This is the fifth data set that we’ve released. And just like every other time before, we’ve been asked to take down political speech. It’s alarming not only because free expression is at risk, but because some of these requests come from countries you might not suspect—Western democracies not typically associated with censorship.

For example, in the second half of last year, Spanish regulators asked us to remove 270 search results that linked to blogs and articles in newspapers referencing individuals and public figures, including mayors and public prosecutors. In Poland, we received a request from a public institution to remove links to a site that criticized it. We didn’t comply with either of these requests.

In addition to releasing new data today, we’re also adding a feature update which makes it easier to see in aggregate across countries how many removals we performed in response to court orders, as opposed to other types of requests from government agencies. For the six months of data we’re releasing today, we complied with an average of 65 percent of court orders, as opposed to 47 percent of more informal requests.

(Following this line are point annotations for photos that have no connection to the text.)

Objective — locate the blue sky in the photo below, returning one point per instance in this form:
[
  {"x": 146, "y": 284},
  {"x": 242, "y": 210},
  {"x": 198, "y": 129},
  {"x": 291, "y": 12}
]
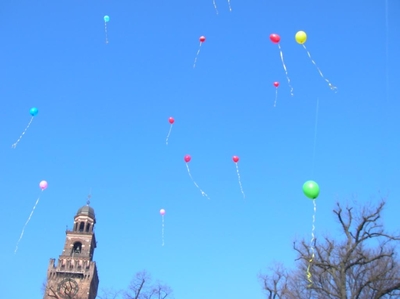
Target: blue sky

We’ve rounded up some additional interesting facts in the annotations section of the Transparency Report.

We realize that the numbers we share can only provide a small window into what’s happening on the web at large. But we do hope that by being transparent about these government requests, we can continue to contribute to the public debate about how government behaviors are shaping our web.

We’re assembling a Big Tent in Dublin tonight precisely to address these alarming issues. Estonia’s President Toomas Ilves is among the participants. Years after earning its independence from the Soviet Union in 1991, his country fought off a cyber attack. The Estonian government emerged determined not to shut down the Internet, but to keep it open and free.

Burma’s Nobel Peace Prize winner Aung San Suu Kuy will also be in the Irish capital this evening to receive an Amnesty International award. As her experience and our Transparency Report show, freedom can never be taken for granted. We must remain vigilant in its defense.